Es gibt keine Möglichkeit, dies zu überprüfen, außer indem man seine eigene Aussage zu diesem Thema findet. Ich werde versuchen.
Ich verstehe nicht, warum Sie Archimedes einen Philosophen nennen.
@fdb: So haben ihn wohl seine Zeitgenossen genannt :-) Natürlich ist er aus heutiger Sicht kein Philosoph, sondern Naturwissenschaftler, Ingenieur und Mathematiker. Aber ich glaube nicht, dass diese Unterscheidung zu seinen Lebzeiten bestand.
@Conifold: Umgekehrt. Cantor stellte seine tatsächliche Unendlichkeit fest und versuchte dann , Unterstützer zu finden: „Es war eine gewisse Genugtuung für mich, wie seltsam Ihnen dies erscheinen mag, in Exodus, Kap.

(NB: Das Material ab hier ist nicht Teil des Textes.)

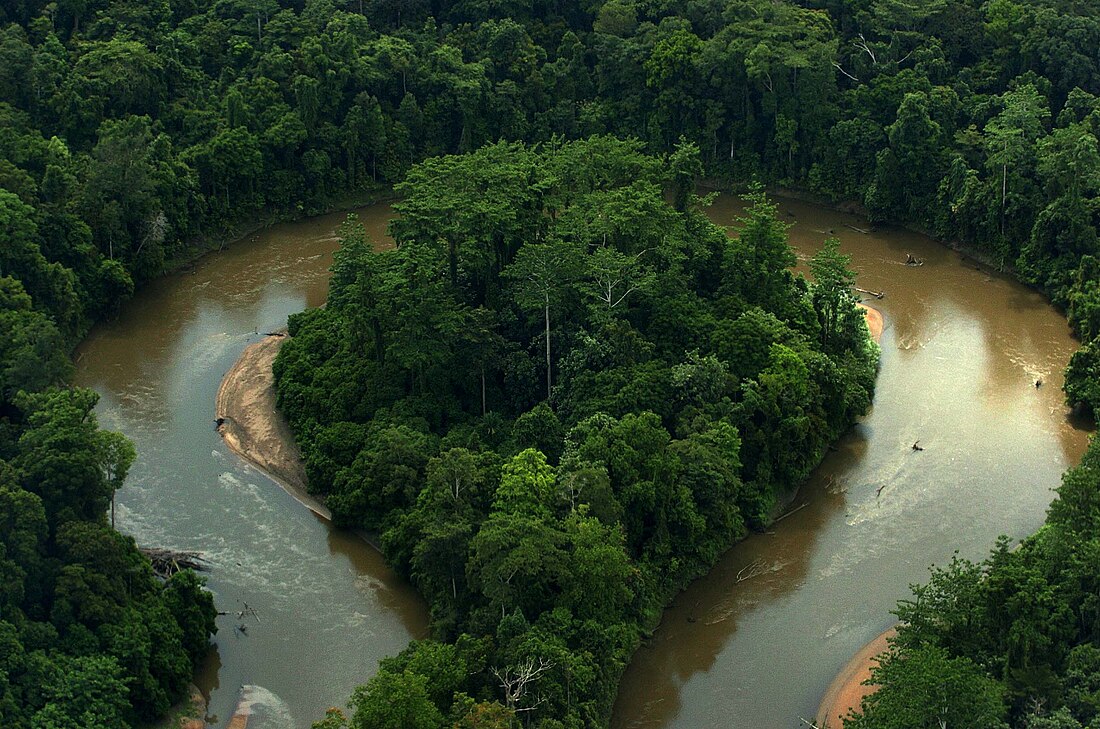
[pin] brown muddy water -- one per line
(327, 609)
(960, 355)
(961, 352)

XV, Vers 18 zumindest etwas zu finden, das an transfinite Zahlen erinnert, nämlich den Text : 'Der Herr regiert in der Unendlichkeit (Ewigkeit) und darüber hinaus.' Ich denke, dieses ‚und darüber hinaus‘ weist darauf hin, dass Omega nicht das Ende ist, sondern dass etwas darüber hinaus existiert.“ [G. Cantor, Brief an R. Lipschitz (19.11.1883)]
@Conifold: Ich stimme Claus zu: Ich vermute sogar, dass Cantor diese mittelalterlichen Scholasten nicht gelesen hatte, bevor er mit seinem eigenen Konzept der tatsächlichen Unendlichkeit kam, während er Fourier-Reihen machte.